Lekensteyn commented 10 years ago

Linux tries to always report compatibility with Windows (such as \WIN8) because BIOS vendors write code that assumes that anything other than it is broken/outdated. The symptoms you described sound like a power shortage, could you observe similar problems when using the nouveau driver with dynamic power management enabled?

leoluk commented 10 years ago

No, I haven't installed either driver. How do I enable nouveau's dynamic power management?

Lekensteyn commented 10 years ago

Can you post your dmesg somewhere? Unless you blacklisted it, nouveau will get loaded (bumblebee does unload it before using bbswitch, so be sure to disable bumblebeed too). To enable dynamic PM, you can write to sysfs or use powertop to enable Runtime PM at tunables.

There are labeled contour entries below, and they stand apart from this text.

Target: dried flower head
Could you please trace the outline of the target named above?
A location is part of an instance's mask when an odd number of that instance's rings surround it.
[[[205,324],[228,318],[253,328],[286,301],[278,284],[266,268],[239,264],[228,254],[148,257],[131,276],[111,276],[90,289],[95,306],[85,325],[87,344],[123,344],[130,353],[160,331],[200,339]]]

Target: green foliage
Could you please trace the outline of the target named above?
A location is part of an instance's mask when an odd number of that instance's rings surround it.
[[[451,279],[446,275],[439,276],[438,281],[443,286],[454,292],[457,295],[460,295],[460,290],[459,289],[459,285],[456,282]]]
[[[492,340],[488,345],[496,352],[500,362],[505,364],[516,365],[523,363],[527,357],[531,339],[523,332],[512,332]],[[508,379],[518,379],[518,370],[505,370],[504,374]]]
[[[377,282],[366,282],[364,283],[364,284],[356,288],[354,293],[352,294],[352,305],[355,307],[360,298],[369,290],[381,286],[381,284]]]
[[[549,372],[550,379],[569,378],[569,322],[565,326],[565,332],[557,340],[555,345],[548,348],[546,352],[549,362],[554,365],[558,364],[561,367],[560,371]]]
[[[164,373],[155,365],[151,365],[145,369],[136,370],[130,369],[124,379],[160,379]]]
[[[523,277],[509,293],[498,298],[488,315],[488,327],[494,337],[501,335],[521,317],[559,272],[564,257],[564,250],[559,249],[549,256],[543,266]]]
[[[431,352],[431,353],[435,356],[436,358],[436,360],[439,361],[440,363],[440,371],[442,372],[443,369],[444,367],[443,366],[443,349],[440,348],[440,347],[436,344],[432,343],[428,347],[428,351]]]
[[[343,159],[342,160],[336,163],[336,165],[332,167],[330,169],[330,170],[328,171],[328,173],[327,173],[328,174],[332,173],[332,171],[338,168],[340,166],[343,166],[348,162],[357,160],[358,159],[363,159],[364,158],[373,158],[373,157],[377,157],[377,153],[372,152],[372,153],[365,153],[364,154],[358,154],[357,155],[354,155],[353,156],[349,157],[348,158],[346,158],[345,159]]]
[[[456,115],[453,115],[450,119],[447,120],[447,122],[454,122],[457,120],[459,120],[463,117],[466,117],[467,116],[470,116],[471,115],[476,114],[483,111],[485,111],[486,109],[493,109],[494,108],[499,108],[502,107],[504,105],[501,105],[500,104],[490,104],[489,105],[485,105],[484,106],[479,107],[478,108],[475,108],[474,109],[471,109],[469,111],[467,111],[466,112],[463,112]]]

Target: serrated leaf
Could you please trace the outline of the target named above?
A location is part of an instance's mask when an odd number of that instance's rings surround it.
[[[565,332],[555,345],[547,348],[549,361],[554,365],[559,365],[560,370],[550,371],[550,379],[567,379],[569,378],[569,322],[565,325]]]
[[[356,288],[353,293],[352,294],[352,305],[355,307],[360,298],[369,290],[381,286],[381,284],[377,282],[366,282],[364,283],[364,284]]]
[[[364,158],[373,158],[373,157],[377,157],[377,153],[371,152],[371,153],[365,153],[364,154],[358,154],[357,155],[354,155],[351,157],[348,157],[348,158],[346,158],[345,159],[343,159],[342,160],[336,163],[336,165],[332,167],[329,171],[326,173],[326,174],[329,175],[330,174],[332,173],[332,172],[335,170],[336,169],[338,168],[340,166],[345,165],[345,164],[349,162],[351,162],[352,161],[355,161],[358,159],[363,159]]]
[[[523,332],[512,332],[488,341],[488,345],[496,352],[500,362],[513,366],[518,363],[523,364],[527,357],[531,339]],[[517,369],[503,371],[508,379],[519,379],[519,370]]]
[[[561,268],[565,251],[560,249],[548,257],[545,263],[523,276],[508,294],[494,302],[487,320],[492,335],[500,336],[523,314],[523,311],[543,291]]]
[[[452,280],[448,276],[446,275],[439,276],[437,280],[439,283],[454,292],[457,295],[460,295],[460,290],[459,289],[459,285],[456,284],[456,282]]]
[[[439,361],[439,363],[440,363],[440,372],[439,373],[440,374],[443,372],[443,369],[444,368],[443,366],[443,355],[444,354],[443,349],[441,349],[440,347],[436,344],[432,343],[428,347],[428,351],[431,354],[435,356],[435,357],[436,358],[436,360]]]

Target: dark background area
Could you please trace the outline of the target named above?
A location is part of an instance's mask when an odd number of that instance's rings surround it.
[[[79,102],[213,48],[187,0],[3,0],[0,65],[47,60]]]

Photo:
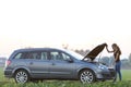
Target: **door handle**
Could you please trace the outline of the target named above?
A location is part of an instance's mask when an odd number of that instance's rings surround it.
[[[33,62],[31,62],[29,64],[33,65]]]

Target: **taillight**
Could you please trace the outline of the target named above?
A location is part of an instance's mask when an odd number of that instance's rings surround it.
[[[7,60],[5,61],[5,66],[10,65],[11,64],[11,61],[10,60]]]

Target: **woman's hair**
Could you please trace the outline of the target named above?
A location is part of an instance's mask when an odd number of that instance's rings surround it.
[[[119,48],[119,46],[117,44],[112,44],[112,47],[116,47],[117,50],[119,51],[119,53],[121,54],[121,50],[120,50],[120,48]]]

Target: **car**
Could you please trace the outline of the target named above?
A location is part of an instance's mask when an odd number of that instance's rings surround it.
[[[102,44],[85,57],[58,48],[17,49],[5,62],[4,76],[14,78],[16,83],[34,79],[73,79],[82,83],[112,79],[115,70],[94,61],[104,48],[105,44]]]

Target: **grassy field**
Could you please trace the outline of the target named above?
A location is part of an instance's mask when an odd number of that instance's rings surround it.
[[[43,83],[16,84],[13,78],[5,78],[0,69],[0,87],[131,87],[131,70],[122,70],[122,82],[112,84],[111,80],[94,84],[81,84],[79,80],[45,80]]]

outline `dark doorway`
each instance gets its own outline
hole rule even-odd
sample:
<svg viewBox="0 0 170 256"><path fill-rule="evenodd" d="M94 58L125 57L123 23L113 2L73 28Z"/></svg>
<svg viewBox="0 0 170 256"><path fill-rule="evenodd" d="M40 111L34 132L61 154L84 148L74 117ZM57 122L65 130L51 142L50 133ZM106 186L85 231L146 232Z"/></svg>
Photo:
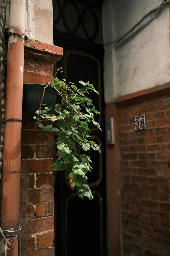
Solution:
<svg viewBox="0 0 170 256"><path fill-rule="evenodd" d="M81 80L89 81L99 91L99 96L93 93L89 96L101 113L96 121L102 130L92 128L93 140L100 145L101 153L91 150L88 152L93 162L93 170L88 175L89 185L94 197L93 200L86 198L81 200L69 188L64 173L55 174L56 255L106 256L106 186L101 1L53 2L54 44L62 47L64 52L63 57L55 68L61 66L63 69L59 78L77 86Z"/></svg>

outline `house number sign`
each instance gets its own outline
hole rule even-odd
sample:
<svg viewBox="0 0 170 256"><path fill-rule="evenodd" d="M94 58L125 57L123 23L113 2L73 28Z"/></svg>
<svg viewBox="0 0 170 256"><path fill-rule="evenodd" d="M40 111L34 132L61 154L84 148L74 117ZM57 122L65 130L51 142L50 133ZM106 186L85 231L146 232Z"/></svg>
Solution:
<svg viewBox="0 0 170 256"><path fill-rule="evenodd" d="M145 115L141 115L139 114L138 115L135 117L135 131L140 131L141 130L146 130L146 118Z"/></svg>

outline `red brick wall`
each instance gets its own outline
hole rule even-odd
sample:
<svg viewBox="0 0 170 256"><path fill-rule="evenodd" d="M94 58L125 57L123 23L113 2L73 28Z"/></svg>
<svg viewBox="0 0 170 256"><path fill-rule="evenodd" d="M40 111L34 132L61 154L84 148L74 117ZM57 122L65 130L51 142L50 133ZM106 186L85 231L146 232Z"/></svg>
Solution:
<svg viewBox="0 0 170 256"><path fill-rule="evenodd" d="M23 115L20 184L22 255L53 256L54 179L50 168L53 134L40 131L35 125L33 120Z"/></svg>
<svg viewBox="0 0 170 256"><path fill-rule="evenodd" d="M41 52L35 49L37 42L29 40L25 50L24 83L47 84L52 80L53 64L60 59L62 49L51 46L55 53L44 48ZM50 168L53 146L53 133L41 131L34 119L23 114L20 184L23 256L54 255L54 177Z"/></svg>
<svg viewBox="0 0 170 256"><path fill-rule="evenodd" d="M124 256L170 255L170 96L118 109ZM146 130L134 117L146 114Z"/></svg>

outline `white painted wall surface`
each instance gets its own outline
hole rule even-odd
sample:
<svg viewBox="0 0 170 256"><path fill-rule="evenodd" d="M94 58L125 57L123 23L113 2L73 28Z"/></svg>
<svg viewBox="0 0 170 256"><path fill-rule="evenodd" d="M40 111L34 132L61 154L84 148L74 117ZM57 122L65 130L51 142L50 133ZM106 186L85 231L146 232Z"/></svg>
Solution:
<svg viewBox="0 0 170 256"><path fill-rule="evenodd" d="M34 0L34 39L53 44L52 0Z"/></svg>
<svg viewBox="0 0 170 256"><path fill-rule="evenodd" d="M2 0L0 0L0 7ZM29 38L53 44L52 0L26 0L25 34ZM8 27L7 1L6 27Z"/></svg>
<svg viewBox="0 0 170 256"><path fill-rule="evenodd" d="M103 5L105 100L170 81L169 12L115 49L113 43L162 0L105 0Z"/></svg>

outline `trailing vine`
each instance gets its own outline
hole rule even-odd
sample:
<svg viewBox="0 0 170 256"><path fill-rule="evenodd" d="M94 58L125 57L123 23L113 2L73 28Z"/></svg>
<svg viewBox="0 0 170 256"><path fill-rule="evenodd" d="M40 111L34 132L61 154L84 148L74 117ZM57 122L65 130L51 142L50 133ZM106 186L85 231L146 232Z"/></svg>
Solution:
<svg viewBox="0 0 170 256"><path fill-rule="evenodd" d="M92 200L93 196L87 185L86 175L88 171L92 171L92 163L82 150L86 151L92 148L100 152L99 145L93 141L90 136L88 126L92 125L101 130L94 118L93 113L100 113L92 100L86 96L93 91L99 95L99 93L88 82L80 81L82 87L78 89L73 83L67 85L65 80L60 81L56 77L57 71L62 72L62 69L58 69L52 83L49 83L44 88L39 109L36 112L38 116L33 118L43 131L55 132L58 136L58 157L52 164L52 169L56 171L64 171L70 188L72 190L77 189L77 195L81 199L87 196ZM46 107L45 104L42 104L47 86L52 87L58 93L59 99L55 107L56 115L49 113L52 109L51 106ZM44 110L42 110L43 105ZM85 110L85 113L82 112L82 109ZM43 123L46 121L51 121L51 124L45 126Z"/></svg>

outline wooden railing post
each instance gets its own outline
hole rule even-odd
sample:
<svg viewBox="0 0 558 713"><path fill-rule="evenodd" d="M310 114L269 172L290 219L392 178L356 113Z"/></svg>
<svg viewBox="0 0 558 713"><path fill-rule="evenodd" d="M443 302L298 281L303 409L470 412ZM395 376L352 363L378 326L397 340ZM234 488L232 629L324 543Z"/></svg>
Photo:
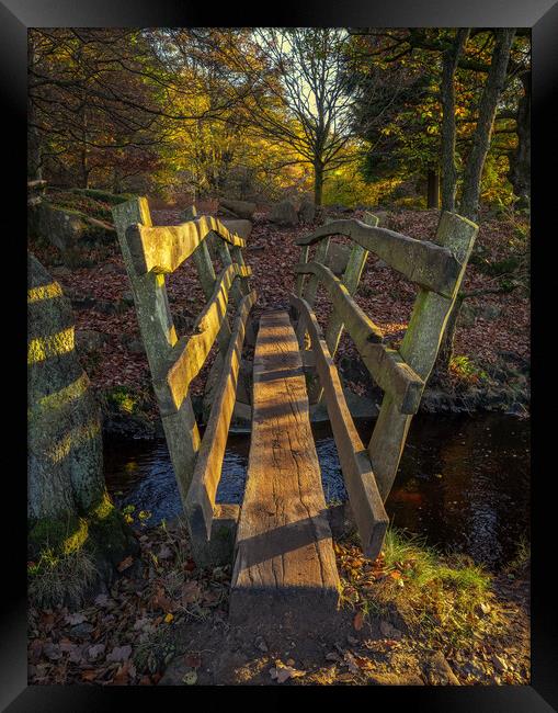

leoluk commented 10 years ago

This is what happened after loading the nouveau module:

[ 3144.325079] ACPI Warning: \_SB_.PCI0.PEG_.VID_._DSM: Argument #4 type mismatch - Found [Integer], ACPI requires [Package] (20130725/nsarguments-95)
[ 3144.325160] ACPI Warning: \_SB_.PCI0.PEG_.VID_._DSM: Argument #4 type mismatch - Found [Buffer], ACPI requires [Package] (20130725/nsarguments-95)
[ 3144.325346] ACPI Warning: \_SB_.PCI0.PEG_.VID_._DSM: Argument #4 type mismatch - Found [Buffer], ACPI requires [Package] (20130725/nsarguments-95)
[ 3144.325522] pci 0000:02:00.0: optimus capabilities: enabled, status dynamic power, hda bios codec supported
[ 3144.325524] VGA switcheroo: detected Optimus DSM method \_SB_.PCI0.PEG_.VID_ handle
[ 3144.325546] nouveau 0000:02:00.0: enabling device (0004 -> 0007)
[ 3144.325660] [drm] hdmi device  not found 2 0 1
[ 3144.325767] nouveau E[  DEVICE][0000:02:00.0] unknown chipset, 0x108100a1
[ 3144.325769] nouveau E[     DRM] failed to create 0x80000080, -22
[ 3144.325856] nouveau: probe of 0000:02:00.0 failed with error -22

leoluk commented 10 years ago

I tried disabling/enabling the card after loading the nouveau module and enabling runtime PM, but it still crashed the system.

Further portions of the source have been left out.